Let $f,g: [0,1] \to X$ be a continuous function ($[0,1]$ has the subspace topology), where $X$ is an arbitrary topological space.
Define $h: [0,1] \to X: t \mapsto \begin{cases}f(2t) \quad0 \leq t \leq 1/2 \\g(2t-1) \quad 1/2 \leq t \leq 1\end{cases}$
How can I quickly verify that $h$ is continuous?
EDIT: It must be the case that $f(1) = g(0)$, by definition of $h$
I cannot use limits, as these are metric space concepts and $X$ is not necessarily metrizable.
$t\rightarrow 2t$ is continuous for $0\leq t\leq 1/2$, and $f$ is continuous on $[0,1]$, then the composition $\varphi_{1}$ is continuous on $[0,1/2]$.
Similar reasoning is valid for $\varphi_{2}(t)=g(2t-1)$ on $[1/2,1]$.

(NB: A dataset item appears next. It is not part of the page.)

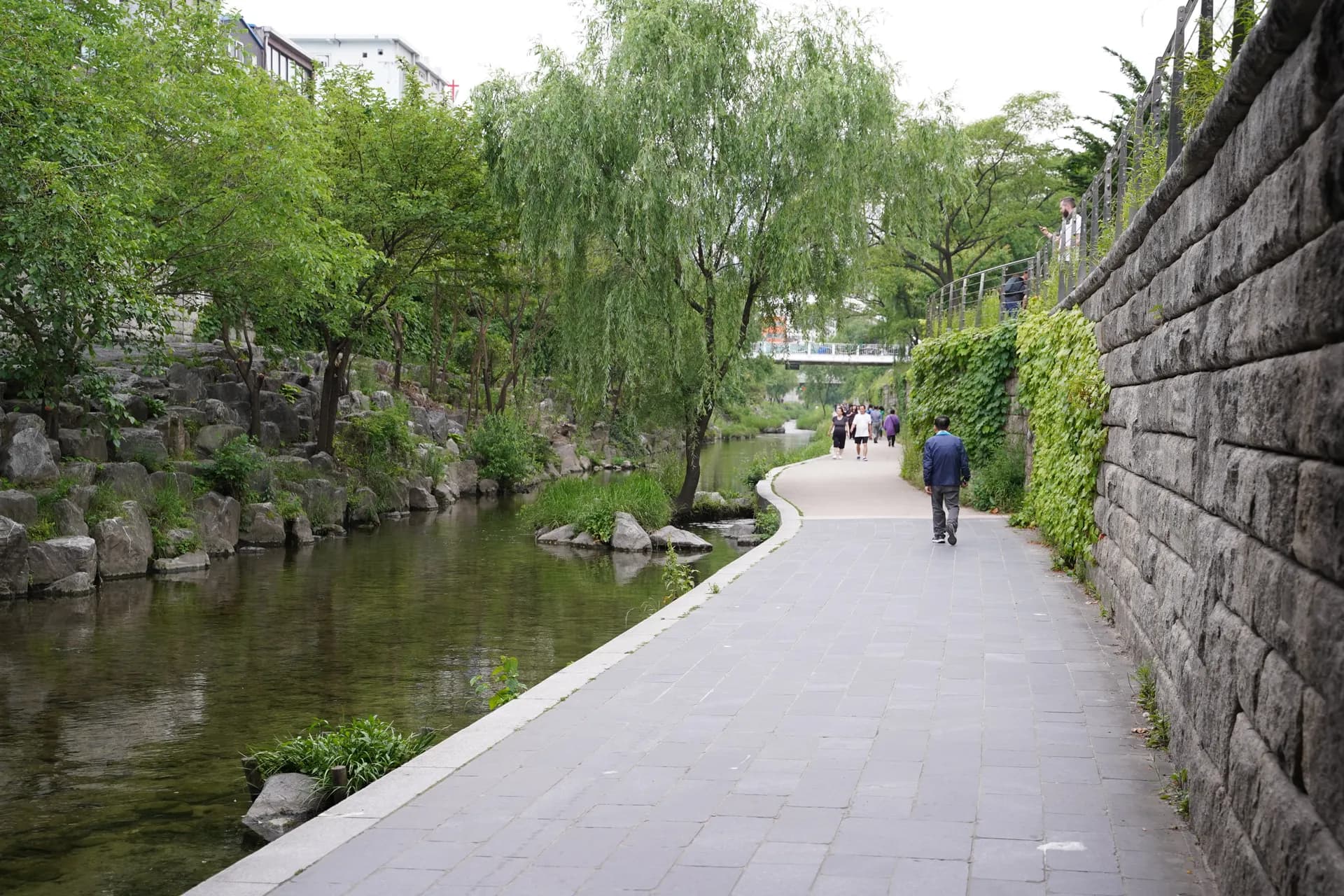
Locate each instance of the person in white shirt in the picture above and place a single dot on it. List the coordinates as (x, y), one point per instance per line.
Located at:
(1070, 229)
(862, 431)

$f$ is well-defined at $t=1/2$, and $[0,1/2],[1/2,1]$ are closed, by Gluing Lemma, $h$ is continuous:
\begin{align*} h^{-1}(F)&=\{t\in[0,1/2]: f(2t)\in F\}\cup\{t\in[1/2,1]: g(2t-1)\in F\}\\ &=\varphi_{1}^{-1}(F)\cup\varphi_{2}^{-1}(F) \end{align*} for closed sets $F$. Note that $\varphi_{1}^{-1}(F),\varphi_{2}^{-1}(F)$ are closed in $[0,1/2]$ and $[1/2,1]$ respectively, and hence closed in $[0,1]$.